Each scan of an eFAST examination requires a change in the location and orientation of an ultrasound probe on a patient. This means that with each new scan, a user must remove the probe from the patient's body, recall the scans involved in an eFAST protocol, determine which scan to perform next, and place the probe in the appropriate new location on the patient's body. Additionally, two different arrays are best to perform an eFAST examination, especially for novice users such as a medic or infrequent users such as trained clinicians who use ultrasound infrequently. A phased array, emitting ultrasound waves at a lower frequency, is required to visualize and assess structures deep within the body, such as intraperitoneal or pericardial free fluid. A linear array, emitting higher frequency ultrasound waves, is required to assess structures close to the skin, such as in the detection of pneumothorax. If the next scan the user decides to perform requires a different array, the user must appreciate that fact and either adjust the system to select a different array, or, depending on the system, disconnect the previous array, connect the new array, and then adjust the system in accordance with the new array and the scan to be performed. The user must then place the probe on the patient's body and manipulate it, adjusting system parameters as needed, until a useful image is acquired. Even when the array is not changed, ultrasound system parameters, e.g., gain and depth, are often varied between scans. A clinician performing an eFAST examination must recall the appropriate depth and gain for each image and set the system accordingly. The clinician must be skilled in understanding and interpreting ultrasound images in order to determine when the correct image has been obtained and to understand the information it conveys.

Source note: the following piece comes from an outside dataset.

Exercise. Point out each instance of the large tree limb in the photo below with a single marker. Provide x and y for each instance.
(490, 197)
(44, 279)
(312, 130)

Skilled practitioners in clinical settings can effortlessly remember the scans involved in an eFAST examination as well as the probes, probe placements, and system parameters necessary to perform each scan. Especially in clinical settings, such practitioners can determine which order to perform the scans, vary the orientation and placement of two different ultrasound probes and can adjust parameters as appropriate to capture adequate images with conventional equipment. However, in military contexts, first responders are military medics who must rapidly assess injured personnel without the benefits of a clinical setting. They often lack extensive training and experience with ultrasound. They are often solely responsible not just for diagnosis and triage but also for stabilizing the patient, administering first aid, and other patient care. And they must do all of this under hazardous and stressful conditions. For these reasons, eFAST examinations are typically not performed in the field by military or civilian first responders, even when fast, accurate triaging is needed to save lives.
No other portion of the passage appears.